The late Professor Derrick Bell is renowned as the intellectual architect who drafted the blueprints that guided the initial development of critical race theory (CRT). Prior to the advent of CRT, Professor Bell wrote extensively on initiatives designed to improve the lives of African Americans. Among his most influential scholarship, ‘Serving Two Masters’ from the 1976 Yale Law Review emerged as a seminal foundational piece for CRT. We found that Bell’s post-Brown litigation and frustrations were captured in several powerful law review journals from 1970–1976. During this time, he wrote extensively on minority admissions programs, school litigation strategies, racial remediation, equal employment, and of course the Brown decision and its aftermath. These early works attended to the details of how legal remediation for racism in various forms could be considered and approached, but more often were ignored and denied. These same works showed the contradictions built into legal strategies. By working through the details of specific racial remediation strategies, Derrick Bell realized the ubiquity of the negative influences of post-Brown integration goals in all aspects of African American life, including the law.
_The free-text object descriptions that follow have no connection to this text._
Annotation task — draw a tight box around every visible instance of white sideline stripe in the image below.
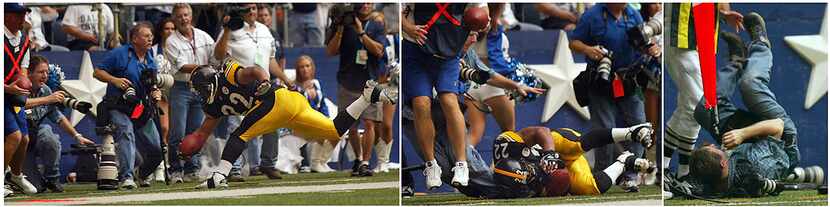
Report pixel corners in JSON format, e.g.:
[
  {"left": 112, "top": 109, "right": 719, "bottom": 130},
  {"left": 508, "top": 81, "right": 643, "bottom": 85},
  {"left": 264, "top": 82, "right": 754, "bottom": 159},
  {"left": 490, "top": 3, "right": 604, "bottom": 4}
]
[
  {"left": 721, "top": 199, "right": 827, "bottom": 206},
  {"left": 577, "top": 199, "right": 661, "bottom": 206},
  {"left": 8, "top": 181, "right": 399, "bottom": 205}
]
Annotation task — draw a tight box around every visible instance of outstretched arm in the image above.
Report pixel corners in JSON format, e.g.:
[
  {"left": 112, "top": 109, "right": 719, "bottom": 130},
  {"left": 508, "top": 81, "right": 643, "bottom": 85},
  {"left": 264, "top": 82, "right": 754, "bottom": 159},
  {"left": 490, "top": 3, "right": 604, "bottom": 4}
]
[{"left": 722, "top": 118, "right": 784, "bottom": 149}]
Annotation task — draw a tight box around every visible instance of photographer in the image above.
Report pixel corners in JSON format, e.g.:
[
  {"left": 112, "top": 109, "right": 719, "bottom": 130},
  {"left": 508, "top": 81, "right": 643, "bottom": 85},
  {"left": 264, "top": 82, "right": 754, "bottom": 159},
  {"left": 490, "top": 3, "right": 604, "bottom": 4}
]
[
  {"left": 325, "top": 3, "right": 388, "bottom": 177},
  {"left": 568, "top": 3, "right": 659, "bottom": 192},
  {"left": 93, "top": 22, "right": 163, "bottom": 189},
  {"left": 213, "top": 3, "right": 288, "bottom": 181},
  {"left": 23, "top": 55, "right": 94, "bottom": 193}
]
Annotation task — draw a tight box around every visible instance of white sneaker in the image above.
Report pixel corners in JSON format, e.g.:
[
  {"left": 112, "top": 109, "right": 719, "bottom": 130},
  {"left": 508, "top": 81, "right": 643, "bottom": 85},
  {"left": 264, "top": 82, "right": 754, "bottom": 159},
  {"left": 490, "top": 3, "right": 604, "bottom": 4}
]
[
  {"left": 451, "top": 162, "right": 469, "bottom": 187},
  {"left": 170, "top": 171, "right": 184, "bottom": 184},
  {"left": 424, "top": 161, "right": 442, "bottom": 190},
  {"left": 120, "top": 178, "right": 137, "bottom": 190},
  {"left": 153, "top": 164, "right": 165, "bottom": 182},
  {"left": 10, "top": 174, "right": 37, "bottom": 194},
  {"left": 138, "top": 176, "right": 152, "bottom": 187},
  {"left": 196, "top": 172, "right": 228, "bottom": 189}
]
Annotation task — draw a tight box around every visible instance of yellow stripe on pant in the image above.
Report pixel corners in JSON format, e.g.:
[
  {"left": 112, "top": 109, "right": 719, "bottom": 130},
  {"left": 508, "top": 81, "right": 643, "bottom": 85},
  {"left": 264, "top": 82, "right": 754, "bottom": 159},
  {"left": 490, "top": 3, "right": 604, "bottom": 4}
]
[
  {"left": 550, "top": 130, "right": 600, "bottom": 195},
  {"left": 237, "top": 88, "right": 340, "bottom": 143}
]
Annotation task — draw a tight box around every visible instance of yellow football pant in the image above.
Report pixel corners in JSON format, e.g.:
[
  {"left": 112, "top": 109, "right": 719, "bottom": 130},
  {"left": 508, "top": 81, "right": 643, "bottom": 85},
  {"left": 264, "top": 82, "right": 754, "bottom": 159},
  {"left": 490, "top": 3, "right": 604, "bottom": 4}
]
[
  {"left": 235, "top": 88, "right": 340, "bottom": 143},
  {"left": 551, "top": 130, "right": 601, "bottom": 195}
]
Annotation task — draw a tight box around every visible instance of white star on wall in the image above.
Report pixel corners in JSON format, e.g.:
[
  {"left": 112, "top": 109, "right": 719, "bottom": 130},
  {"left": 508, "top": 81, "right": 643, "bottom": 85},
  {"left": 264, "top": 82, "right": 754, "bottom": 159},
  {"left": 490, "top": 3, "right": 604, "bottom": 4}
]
[
  {"left": 784, "top": 6, "right": 828, "bottom": 110},
  {"left": 529, "top": 30, "right": 591, "bottom": 122},
  {"left": 61, "top": 51, "right": 107, "bottom": 126}
]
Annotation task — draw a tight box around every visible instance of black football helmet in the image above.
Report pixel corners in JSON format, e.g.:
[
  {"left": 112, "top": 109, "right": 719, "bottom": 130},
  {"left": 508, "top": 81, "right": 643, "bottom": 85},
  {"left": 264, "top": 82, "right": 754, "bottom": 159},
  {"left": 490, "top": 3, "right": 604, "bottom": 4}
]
[
  {"left": 190, "top": 65, "right": 219, "bottom": 104},
  {"left": 493, "top": 157, "right": 536, "bottom": 198}
]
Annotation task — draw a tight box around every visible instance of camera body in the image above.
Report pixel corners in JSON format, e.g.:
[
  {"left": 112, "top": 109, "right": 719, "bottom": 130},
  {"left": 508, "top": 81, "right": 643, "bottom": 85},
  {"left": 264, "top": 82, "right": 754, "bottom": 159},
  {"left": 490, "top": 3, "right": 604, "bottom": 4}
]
[
  {"left": 594, "top": 46, "right": 614, "bottom": 82},
  {"left": 225, "top": 5, "right": 252, "bottom": 31},
  {"left": 329, "top": 4, "right": 359, "bottom": 27}
]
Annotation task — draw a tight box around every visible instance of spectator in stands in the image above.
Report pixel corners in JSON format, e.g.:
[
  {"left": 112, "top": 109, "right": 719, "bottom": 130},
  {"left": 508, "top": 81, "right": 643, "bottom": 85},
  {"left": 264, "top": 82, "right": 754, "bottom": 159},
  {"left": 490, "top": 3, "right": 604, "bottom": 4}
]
[
  {"left": 26, "top": 6, "right": 70, "bottom": 52},
  {"left": 24, "top": 55, "right": 95, "bottom": 193},
  {"left": 214, "top": 3, "right": 290, "bottom": 181},
  {"left": 93, "top": 22, "right": 163, "bottom": 189},
  {"left": 293, "top": 55, "right": 337, "bottom": 173},
  {"left": 289, "top": 3, "right": 324, "bottom": 47},
  {"left": 61, "top": 3, "right": 119, "bottom": 51},
  {"left": 500, "top": 3, "right": 544, "bottom": 31},
  {"left": 254, "top": 3, "right": 288, "bottom": 177},
  {"left": 5, "top": 3, "right": 37, "bottom": 197},
  {"left": 150, "top": 17, "right": 176, "bottom": 182},
  {"left": 325, "top": 3, "right": 388, "bottom": 177},
  {"left": 165, "top": 3, "right": 214, "bottom": 184},
  {"left": 536, "top": 3, "right": 583, "bottom": 31}
]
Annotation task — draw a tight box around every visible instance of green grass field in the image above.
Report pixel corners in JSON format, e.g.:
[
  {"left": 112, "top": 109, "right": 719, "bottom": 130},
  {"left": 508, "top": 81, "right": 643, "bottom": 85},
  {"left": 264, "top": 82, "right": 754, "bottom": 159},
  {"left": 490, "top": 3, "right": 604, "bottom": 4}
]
[
  {"left": 402, "top": 185, "right": 661, "bottom": 205},
  {"left": 5, "top": 169, "right": 399, "bottom": 205},
  {"left": 665, "top": 189, "right": 828, "bottom": 206}
]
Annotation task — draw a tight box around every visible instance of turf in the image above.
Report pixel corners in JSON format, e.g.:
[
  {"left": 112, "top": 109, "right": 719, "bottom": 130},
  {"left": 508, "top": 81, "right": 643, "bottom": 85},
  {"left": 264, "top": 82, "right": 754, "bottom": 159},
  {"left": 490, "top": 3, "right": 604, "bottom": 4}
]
[
  {"left": 6, "top": 169, "right": 399, "bottom": 205},
  {"left": 402, "top": 185, "right": 661, "bottom": 205},
  {"left": 665, "top": 189, "right": 828, "bottom": 206}
]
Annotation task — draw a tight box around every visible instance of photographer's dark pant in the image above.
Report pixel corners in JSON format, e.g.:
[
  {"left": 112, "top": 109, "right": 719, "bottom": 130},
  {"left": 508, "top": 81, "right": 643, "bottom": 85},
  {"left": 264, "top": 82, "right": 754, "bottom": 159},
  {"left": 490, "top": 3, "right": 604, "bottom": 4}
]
[{"left": 110, "top": 110, "right": 162, "bottom": 181}]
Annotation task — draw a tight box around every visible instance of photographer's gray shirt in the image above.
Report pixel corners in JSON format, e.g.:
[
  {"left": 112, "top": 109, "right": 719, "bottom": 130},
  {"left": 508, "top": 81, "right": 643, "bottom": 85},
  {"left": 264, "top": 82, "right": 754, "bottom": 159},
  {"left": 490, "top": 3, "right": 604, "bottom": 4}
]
[{"left": 25, "top": 86, "right": 65, "bottom": 125}]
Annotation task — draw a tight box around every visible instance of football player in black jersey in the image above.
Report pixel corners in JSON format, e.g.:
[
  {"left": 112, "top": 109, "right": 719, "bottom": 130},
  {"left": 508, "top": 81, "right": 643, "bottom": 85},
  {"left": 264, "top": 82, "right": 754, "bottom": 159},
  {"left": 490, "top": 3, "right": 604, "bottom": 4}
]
[
  {"left": 490, "top": 124, "right": 656, "bottom": 198},
  {"left": 183, "top": 58, "right": 397, "bottom": 189}
]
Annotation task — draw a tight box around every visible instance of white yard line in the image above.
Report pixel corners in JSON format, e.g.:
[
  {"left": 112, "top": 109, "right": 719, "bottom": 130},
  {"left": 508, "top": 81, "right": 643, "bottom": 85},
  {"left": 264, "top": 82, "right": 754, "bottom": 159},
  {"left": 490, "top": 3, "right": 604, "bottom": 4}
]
[
  {"left": 577, "top": 199, "right": 662, "bottom": 206},
  {"left": 7, "top": 181, "right": 399, "bottom": 205}
]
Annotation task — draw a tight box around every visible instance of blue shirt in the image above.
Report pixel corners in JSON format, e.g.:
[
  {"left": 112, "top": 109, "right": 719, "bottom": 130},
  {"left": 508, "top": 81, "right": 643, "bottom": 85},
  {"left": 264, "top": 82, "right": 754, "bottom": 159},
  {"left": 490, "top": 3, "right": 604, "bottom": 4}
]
[
  {"left": 96, "top": 44, "right": 158, "bottom": 99},
  {"left": 569, "top": 4, "right": 643, "bottom": 71},
  {"left": 26, "top": 85, "right": 65, "bottom": 125}
]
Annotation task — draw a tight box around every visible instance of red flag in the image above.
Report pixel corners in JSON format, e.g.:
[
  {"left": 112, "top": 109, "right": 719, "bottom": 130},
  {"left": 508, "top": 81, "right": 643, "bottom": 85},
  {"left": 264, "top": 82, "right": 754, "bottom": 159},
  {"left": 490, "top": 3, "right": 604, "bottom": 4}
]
[{"left": 693, "top": 3, "right": 717, "bottom": 109}]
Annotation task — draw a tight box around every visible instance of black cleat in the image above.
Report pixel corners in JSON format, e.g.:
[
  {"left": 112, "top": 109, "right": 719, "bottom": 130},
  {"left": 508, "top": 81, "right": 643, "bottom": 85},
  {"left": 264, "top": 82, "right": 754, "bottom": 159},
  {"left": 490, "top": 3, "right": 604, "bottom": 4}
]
[
  {"left": 357, "top": 164, "right": 374, "bottom": 177},
  {"left": 744, "top": 12, "right": 770, "bottom": 48}
]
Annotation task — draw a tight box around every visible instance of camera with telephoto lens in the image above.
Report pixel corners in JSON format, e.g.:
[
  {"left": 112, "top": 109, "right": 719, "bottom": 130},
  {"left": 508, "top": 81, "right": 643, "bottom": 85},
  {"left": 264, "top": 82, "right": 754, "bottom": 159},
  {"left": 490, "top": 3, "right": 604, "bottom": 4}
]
[
  {"left": 61, "top": 97, "right": 93, "bottom": 114},
  {"left": 140, "top": 70, "right": 174, "bottom": 91},
  {"left": 627, "top": 16, "right": 663, "bottom": 51},
  {"left": 329, "top": 4, "right": 359, "bottom": 27},
  {"left": 225, "top": 5, "right": 252, "bottom": 31},
  {"left": 593, "top": 46, "right": 614, "bottom": 82}
]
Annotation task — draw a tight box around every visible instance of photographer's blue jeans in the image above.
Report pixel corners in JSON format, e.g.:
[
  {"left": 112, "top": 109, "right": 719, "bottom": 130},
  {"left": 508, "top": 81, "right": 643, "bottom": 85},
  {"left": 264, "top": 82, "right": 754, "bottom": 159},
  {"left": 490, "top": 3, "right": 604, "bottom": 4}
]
[
  {"left": 110, "top": 110, "right": 162, "bottom": 181},
  {"left": 34, "top": 124, "right": 62, "bottom": 182},
  {"left": 587, "top": 88, "right": 646, "bottom": 182},
  {"left": 168, "top": 82, "right": 205, "bottom": 174}
]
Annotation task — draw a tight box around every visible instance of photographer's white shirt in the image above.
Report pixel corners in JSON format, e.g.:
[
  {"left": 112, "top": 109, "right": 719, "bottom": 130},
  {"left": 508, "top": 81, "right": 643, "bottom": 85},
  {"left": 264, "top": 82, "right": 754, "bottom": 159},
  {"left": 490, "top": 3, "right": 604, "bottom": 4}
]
[
  {"left": 165, "top": 28, "right": 215, "bottom": 82},
  {"left": 217, "top": 21, "right": 276, "bottom": 72}
]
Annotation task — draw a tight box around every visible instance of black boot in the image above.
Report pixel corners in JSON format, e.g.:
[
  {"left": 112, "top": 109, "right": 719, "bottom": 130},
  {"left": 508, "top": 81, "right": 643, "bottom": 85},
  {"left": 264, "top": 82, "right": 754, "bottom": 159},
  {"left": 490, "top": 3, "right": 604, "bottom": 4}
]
[{"left": 744, "top": 12, "right": 771, "bottom": 48}]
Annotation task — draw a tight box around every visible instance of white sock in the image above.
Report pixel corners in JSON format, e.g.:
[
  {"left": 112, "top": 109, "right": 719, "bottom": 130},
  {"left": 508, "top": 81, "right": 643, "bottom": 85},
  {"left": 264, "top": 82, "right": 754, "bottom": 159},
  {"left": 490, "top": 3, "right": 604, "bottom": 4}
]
[
  {"left": 345, "top": 97, "right": 371, "bottom": 119},
  {"left": 611, "top": 128, "right": 631, "bottom": 143},
  {"left": 217, "top": 160, "right": 233, "bottom": 176},
  {"left": 662, "top": 156, "right": 671, "bottom": 169},
  {"left": 361, "top": 161, "right": 369, "bottom": 165},
  {"left": 678, "top": 165, "right": 690, "bottom": 177},
  {"left": 603, "top": 162, "right": 626, "bottom": 185}
]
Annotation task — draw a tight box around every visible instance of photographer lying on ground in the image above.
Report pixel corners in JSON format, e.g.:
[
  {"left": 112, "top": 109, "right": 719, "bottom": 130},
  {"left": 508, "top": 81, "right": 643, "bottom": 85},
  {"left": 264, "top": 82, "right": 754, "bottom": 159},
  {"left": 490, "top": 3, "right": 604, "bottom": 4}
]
[{"left": 666, "top": 13, "right": 819, "bottom": 199}]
His seminal 1976 Yale Law Review piece emerged not from theory, per se, but from very specific engagements with reasoning about post-Brown policies and practices that failed to serve the interests of most African American families. For Bell, hope seemed to wax and wane as clarity emerged. This article analyses Bell’s law review articles that were published between 1970 and 1976, when he began full-fledged writing that ultimately provided a blueprint for the CRT movement in the academy.